I respectfully disagree and maintain the plain language of the present statute allows this result. The majority based its decision on case law construing a prior statute. The holding in State v. Bird, 95 Wn.2d 83, 622 P.2d 1262 (1980) substantiates my position that in the absence of language to the contrary the courts have authority to take discretionary action. Bird, at 89.
The present statute, RCW 26.09.030, provides that "when ninety days have elapsed" and if the parties agree "the marriage is irretrievably broken" (as is the case before us), "the court shall enter a decree of dissolution." (Italics mine.) Disposition of property is not a condition precedent. RCW 26.09.050 provides that "the court shall consider . . . *200disposition of property" (italics mine) in entering a decree. It would appear the court can consider and decide to delay ancillary proceedings in its discretion.
The reasons for granting bifurcated decrees to agreeing parties remains the same for any petitioner; that is, permitting the parties to file tax returns as single individuals, terminating property rights under a community property agreement, clarifying the legal status of the parties in dealing with debtors and creditors, allowing the parties to acquire property and rebuild their lives independent of each other and permitting the parties to remarry.

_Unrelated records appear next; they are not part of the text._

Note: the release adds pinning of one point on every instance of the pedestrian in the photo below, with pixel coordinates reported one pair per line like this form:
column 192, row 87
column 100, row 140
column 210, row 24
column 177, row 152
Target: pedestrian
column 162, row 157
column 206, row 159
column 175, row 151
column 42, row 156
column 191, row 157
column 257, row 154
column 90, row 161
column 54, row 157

Therefore, when, as here, a respondent resists the entry of such a decree, that party should come forward with some reason. I opine the court has the discretion to consider the reasons advanced by the nonagreeing party to see if merit for the delay exists, or if vindictiveness or possible property settlement advantage is really the basis.
Obviously, there may be cases where the court may wish to decide all ancillary matters at one time and it clearly has that authority, in which case an early trial date should be set. In most counties, dissolution matters can be heard within a reasonable time after the 90 days, so there would be no reason for two court appearances as would be required by bifurcation. However, in King County, the Zinter matter had been set for trial almost 2 years after the filing and after both parties had indicated the marriage was irretrievably broken. Such a delay is not within the contemplation of the legislative intent for no-fault speedy termination of marriages.
Likewise, the contention that dire consequences would result if all matters were not decided at one time overlooks the fact that since the act was passed in 1973, various courts have been following the procedure of bifurcation and not one example has been cited to this court that justifies that ominous prediction.
Since In re Marriage of Hermsen, 27 Wn. App. 318, 617 P.2d 462 (1980), was decided, the King County Superior Court has set out uniform discretionary procedure for *201bifurcation and, likewise, none of the parties have cited one instance of a disastrous result. This approach is practical. When the stress of drawn-out court proceedings is relieved by entry of the decree, the result may well be an amicable property settlement agreement, which was also contemplated by the statute. RCW 26.09.070.
I would affirm the Court of Appeals and remand the matter to the trial court for the exercise of its discretion.
Brachtenbach, C.J., and Utter and Hicks, JJ., concur with Dimmick, J.